L'envol du poussin (1962)

C’était un jour du mois de juin 1962. Nous étions à nos tables de travail, poste 91, premier étage du bâtiment "élèves" de l’École Navale, face à l’est. Jour de semaine, travail individuel. Je pensais pouvoir "sortir" de l’École Navale, même dans les derniers et j’espérais participer, au début des permissions d’été, à ce nous appelions la "corvette STAMPE" avec 19 de mes camarades, c’est à dire à un voyage circulaire d’une semaine en sept étapes au départ de la pointe de Bretagne via Dinard à l’est et Royan au sud. Mais pour cela, encore fallait-il être "lâché", c’est à dire pouvoir voler seul aux commandes d’un de ces avions. Mon ami Michel B, du même poste que moi, venait de réussir l’épreuve. Mon moniteur attitré était du style plutôt angoissé au demeurant charmant le reste du temps (c’est cela aussi l’aviation…): il se mettait à crier dès que le moteur tournait et ne m’avait pas "lâché". Mais… ce matin-là, vers onze heures, un officier marinier vint frapper à notre porte.

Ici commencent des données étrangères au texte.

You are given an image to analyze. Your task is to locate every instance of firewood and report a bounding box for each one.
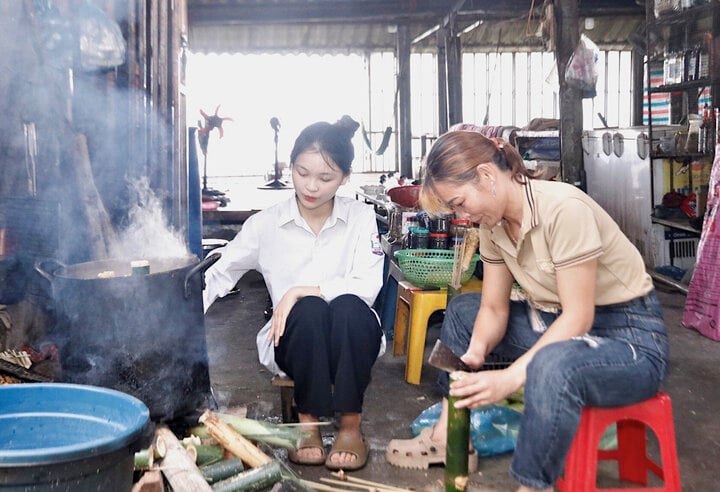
[132,470,165,492]
[155,426,212,492]
[134,445,155,470]
[199,410,272,468]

- "Aspirant G…., vous devez monter au terrain, le Commandant de la 50S vous attend!"

Michel B, toujours sympa, me gratifia d’un "merde" porte-bonheur, et me voilà parti pour "là-haut" ; en effet le terrain de Lanvéoc se situe sur un petit plateau qui domine l’anse du Poulmic, là où se trouve "la Baille", l’autre nom de l’École Navale.


Michel B. sur Stampe

Le lieutenant de vaisseau Y, commandait l’escadrille 50S: huit magnifiques "Sunderland", hydravions quadri-moteurs mis au point par les Britanniques pour lutter avec succès contre les "U.Boot" allemands pendant la bataille de l’Atlantique, et 30 Stampe… Il avait la responsabilité de tout un monde, y compris celle de veiller à la progression en vol et à la sécurité de 30 à 40 « poussins », volant par-ci, par-là, au gré des ouiquendes. Son accent languedocien donnait de la chaleur et de l’humanité à tout ce qu’il faisait: ce "Pingouin" nous faisait mesurer chaque jour le fossé qui existait entre un humaniste adorant son métier d’officier et de pilote, et un officier de Marine "jouant" le rôle d’instructeur de cadre en École. Connaissait-il ma vocation? Savait-il que je passais des dimanche entiers à attendre que le ciel se dégage pour voler ? Toujours est-il qu’il avait décidé de passer lui-même le vol de contrôle pour le lâcher.

Lâcher Stampe

Avec deux roues principales et une roulette de queue, le Stampe est un avion dit à train d’atterrissage "classique" qui se pose soit en « trois points » à basse vitesse - exercice délicat - où l’avion cabré touche des trois roues en même temps, soit « deux points » c’est à dire plus rapidement sur le train principal. En principe, c’est plus facile…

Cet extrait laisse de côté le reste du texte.